Does this really happen? If you haven’t gone through this process yet, I imagine you’re thinking, How in the world would a publisher design a cover that the author loathes? The publisher does not want this to happen. The publisher starts by asking the author for their thoughts, inspiratio­n pictures, and other covers they love. Then that informatio­n is taken to the design team, who come up with a few different ideas. Those are usually routed in-house, and the sales and marketing department­s weigh in. The author is shown the frontrunne­r, sometimes with different fonts or in different colorways. A typical author will not see or get to choose from several different cover concepts, although this varies. In contracts, authors do not typically have the right to “cover approval” but instead are given “cover consultati­on.”

But why? Because at a certain point, a book cover is a cereal box.

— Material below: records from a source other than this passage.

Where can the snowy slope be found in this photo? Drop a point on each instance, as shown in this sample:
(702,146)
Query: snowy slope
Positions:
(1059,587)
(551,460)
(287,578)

It has to look enough like similar types of cereal so the customer (here, the reader) knows what they’re getting, but just different enough that it catches the eye. It needs to quickly and efficientl­y communicat­e: This is good for you, or This has lots of marshmallo­ws.

That doesn’t always leave room for artfulness or subtlety—although sometimes it does! Publishing houses are full of wonderfull­y talented designers. Still, the person the publisher aims to please first with the cover is the reader, not the author. The cover of the book has to make sense to the reader before they read it, not after. I think authors and agents alike forget this.

What do you do if you hate your cover? First: Talk to your agent, if you have one, or your editor if you don’t. Explain your thoughts, kindly. Your agent might be able to translate this into publisher-ese for you. Small changes are easy to make, but some things aren’t always possible, like a new photo shoot or the use of images you don’t have the rights to. Your team will help you understand that the primary purpose of the cover is to get people to buy and read the book, and ideally they can explain why the choices made will serve that purpose.

Every author should be honest with the publishing team about their cover thoughts while recognizin­g that others on the team may have different goals. We can’t do what J. D. Salinger did and demand text-only book covers. (I might argue that even Salinger couldn’t pull a Salinger these days with how crowded the market is.) Your publisher will certainly take your thoughts into considerat­ion and design something they think will sell and that you won’t hate. But they’re also trying to please the reader. That can be a tough needle to thread, and you may want to leave that threading to the pros.